The existence of $ r_{1},\ldots,r_{n}: \mathbb{C}^{n} \to \mathbb{C} $ that are continuous seems to be a well-known result (due to Ostrowski, perhaps?), but I am unable to find anything in the literature that is concerned with the holomorphicity of these functions.

Any help would be greatly appreciated. Thank you very much!

Answer 1

Such holomorphic functions exist locally as long as you stay away from places where two or more of the roots coincide, but the global situation is more complicated. To get an idea of what happens, consider the case $n=2$, i.e., quadratic equations, and, to make things clearer yet, consider the subspace of $\mathbb C^2$ where $a_1=0$. So you're looking at the equation $z^2+a_0=0$. The solutions, of course, are the two branches of $\sqrt{-a_0}$. They're locally holomorphic away from the origin, but there's a branch point at the origin, and the two solutions (away from the origin) are actually branches of a single, two-valued analytic function.
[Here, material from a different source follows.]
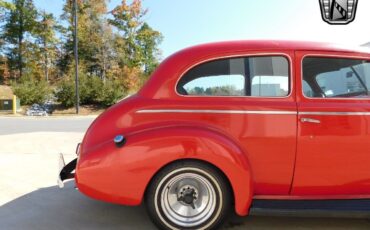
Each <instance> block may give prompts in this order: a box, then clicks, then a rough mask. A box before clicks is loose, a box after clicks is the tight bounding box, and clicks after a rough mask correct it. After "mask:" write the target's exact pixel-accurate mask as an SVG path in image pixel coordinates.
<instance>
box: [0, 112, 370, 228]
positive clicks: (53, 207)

The general situation is similar, but bigger and in higher dimensions. Away from the locus $D$ where two (or more) of the roots coincide, you have $n$ local holomorphic functions, but these are branches of a single $n$-valued analytic function, with branching along the locus $D$.

Answer 2

To give a little expansion to @Andreas’s answer, let’s examine a little more closely the way the coefficients depend on the roots. Let’s take an $n$-tuple of roots, say $\rho=(\rho_1,\cdots,\rho_n)$ and form the corresponding $n$-tuple whose entries are the coefficients $a=(a_0,\cdots,a_{n-1})$ of the monic polynomial whose roots are the $\rho_i$’s. You have the map $C\colon\rho\mapsto a$, and you can ask what the Jacobian determinant is of this map, call it $J$. Then the fact is that $J^2$ is the discriminant of the polynomial $F(x)=x^n+\sum_0^{n-1}a_{n-i}x^i$, which as you probably know is a polynomial in the $a_i$’s. This fact makes it very clear, via the Inverse Function Theorem, how and when and why the roots depend on the coefficients.

Answer 3

Consider the map

$$E\colon = (x_1, x_2, \ldots, x_n) \mapsto (\sum x_i, \sum_{j< j} x_i x_j, \ldots, x_1 x_2 \cdots x_n)= (e_1, \ldots, e_n)$$

Assume that there exists a solution map $S$ defined locally around a point $(e_1, \ldots, e_n)$ such that

$$E \circ S = \textrm{Id}$$

Then taking the derivative maps at the point $(e_1, \ldots, e_n)$ we get

$$D E \circ D S = \textrm{Id}$$

Now, note that the Jacobian of $E$ at a point $(x_1, \ldots, x_n)$ has determinant $\prod_{i< j} (x_i - x_j)$ (interesting, but not difficult calculation). We conclude that for every $(e_1, \ldots, e_n)$ where the discriminant $\prod_{i<j} (x_i - x_j)^2$ (expressed in terms of $(e_1, \ldots, e_n)$) is $0$, every point $(x_1, \ldots, x_n)$ in the fibre of $(e_1, \ldots, e_n)$ is singular for the map $E$. Therefore,

1. we cannot invert smoothly the map $e$ around points in the image with a $0$ discriminant ( chain rule)

2. we can invert smoothly around points in the image with a non-zero discriminant (by inverse function theorem).

Note: this is just what Prof. Lubin is saying.